Actual Stop (Agent O’Connor #1)(36)
I trailed my hand down her arm and threaded our fingers together. Tugging lightly, I led her toward the sofa. She followed silently, not putting up any resistance, for which I was grateful. I sat down on the couch, and Lucia sat beside me, depositing the cell phone in her hand on the coffee table next to mine. Then she sat back, stiff and still. I cradled the hand I was already holding in both of mine and waited for her to speak.
Lucia continued to look straight ahead, her eyes glassy, her expression dazed, broken only occasionally by brief flashes of other, darker emotions. She took deep, controlled breaths, inhaling for a four count and exhaling the same, and I deliberately timed my own breathing to match hers. This seemed to go on for an eternity, but the calming technique appeared to have the opposite effect on her. Every muscle in her small frame was taut, and her jaw was clenched so tightly, I was positive she might shatter her molars.

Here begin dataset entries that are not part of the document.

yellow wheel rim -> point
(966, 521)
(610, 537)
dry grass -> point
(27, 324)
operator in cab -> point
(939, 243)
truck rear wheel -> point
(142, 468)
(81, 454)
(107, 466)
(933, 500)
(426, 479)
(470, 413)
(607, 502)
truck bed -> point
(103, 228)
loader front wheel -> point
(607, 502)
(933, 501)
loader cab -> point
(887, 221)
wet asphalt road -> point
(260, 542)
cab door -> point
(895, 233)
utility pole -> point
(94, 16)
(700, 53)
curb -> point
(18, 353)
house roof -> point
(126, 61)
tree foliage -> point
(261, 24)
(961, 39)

To say that I was uneasy with the situation would have been akin to remarking that the ocean was wet. But this wasn’t about me or my state of mind. It was about her. I didn’t know what to do. She was obviously extremely distraught about something, and instinct told me not to push her, yet obeying that impulse was killing me.

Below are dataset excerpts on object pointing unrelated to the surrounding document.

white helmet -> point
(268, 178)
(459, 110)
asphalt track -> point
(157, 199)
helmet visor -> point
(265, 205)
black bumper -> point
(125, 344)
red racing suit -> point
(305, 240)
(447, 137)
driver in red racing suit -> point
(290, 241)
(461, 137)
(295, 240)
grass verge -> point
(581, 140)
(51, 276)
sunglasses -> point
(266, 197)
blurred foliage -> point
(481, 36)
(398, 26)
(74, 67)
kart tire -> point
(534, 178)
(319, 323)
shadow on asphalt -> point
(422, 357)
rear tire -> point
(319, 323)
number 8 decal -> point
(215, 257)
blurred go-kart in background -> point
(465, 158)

When I shifted a bit closer so I could put my arm around her, a strangled sound somewhere between a moan and a wail wrenched itself from her throat, and she shook me off. She whipped her head around and, for the first time since she’d arrived, looked me square in the eye. Her naked feeling made me recoil before I could stop myself. Lucia was upset with me.
My insides lurched, and I mentally ran through all the things I could’ve done to put that look in her eyes, completely ignoring any advice regarding inventing things to worry about. It wasn’t her birthday. I hadn’t broken any plans that I could recall. And I didn’t think forgetting to pick up something from the store would garner what I was seeing in her eyes.
It took a while, but finally I reached my own breaking point. I couldn’t stand Lucia’s calculated silence any more than I could bear her accusing glare. Frankly, both were starting to piss me off. I’m all for owning up to my mistakes and taking my lumps if I deserve them. But you have to at least tell me what I did wrong.
“What?” My tone was snappish, my voice harder than I intended, and I immediately regretted it. I ran one hand through my hair, tugging viciously at the snarls I encountered, knowing my frustration would continue as long as Lucia wanted it to. She was keeping me trapped there on purpose.
Lucia stared at me a moment longer, evidently gathering her resolve; the courage collecting in her glassy eyes was practically visible. The muscles along her jaw tensed, and she inhaled slowly. She clenched her hands into fists on top of her knees and opened her mouth. I caught the faintest whiff of alcohol, and my anxiety spiked. Lucia wasn’t much of a drinker.
“Is it her?”
I blinked once, my mind blank. I had no freaking idea what the hell she was talking about.
“Is what who?” But the instant the words were out of my mouth, I knew. Well, at least who the “her” was. The “it” was still fuzzy. My heart bounced back and forth between my lungs, and a cold dread corkscrewed down my spine.
“The woman I met at the diner this morning.” Lucia’s eyes flashed, but her lower lip quivered the way it always did just before she started to cry.
“Allison?” The unease balled up inside me was growing heavier and more oppressive by the second.
“Yes. Allison.”
“What about her?” I felt as though I was creeping precariously across a frozen pond, the thin, brittle ice ready to splinter and crack if I misstepped. My heart thudded painfully. Could she hear it? She had to be able to.
“She’s the one, isn’t she?” Lucia’s eyes were sad now, glistening with unshed tears.
“The one what?” I still wasn’t positive where this conversation was going. I’d never talked about Allison to Lucia. Not once, not ever. And she’d only crash-landed back in my life a little more than twenty-four hours ago. How could Allison be the one anything?
“She’s the woman you were with before me.” Lucia’s voice was a low, pained whisper. “She’s the one who broke your heart.”
I gasped, surprised she’d so easily reached the correct conclusion. How had she done that? Maybe I hadn’t given her enough credit. Or maybe I wasn’t as unreadable as I’d always tried to be. I wasn’t quite ready to concede defeat, however.
“What makes you say that?” I intentionally made my voice soothing and light, trying the exact tone I used when talking to a threat subject who’d just said something bat-shit crazy. And the glint of fury in Lucia’s eye now told me she knew it.
“Are you denying it?” Her voice was louder now, more sure. Its shrill edge made me grimace. It completely contradicted the way she normally spoke, even when upset. How much had she had to drink?
“I was merely wondering what made you deduce that.”
She refused to be diverted. “So it was her?”
I nodded once. “Yes. She’s the last serious relationship I had before you.”
The pageant of varying emotions resumed its play across Lucia’s face. Should I have lied to her? No, that would’ve been more for my own benefit than hers, to assuage my guilt at causing her all this pain. In the long run, being honest with her was probably better. At least she wouldn’t feel betrayed if she discovered the truth later.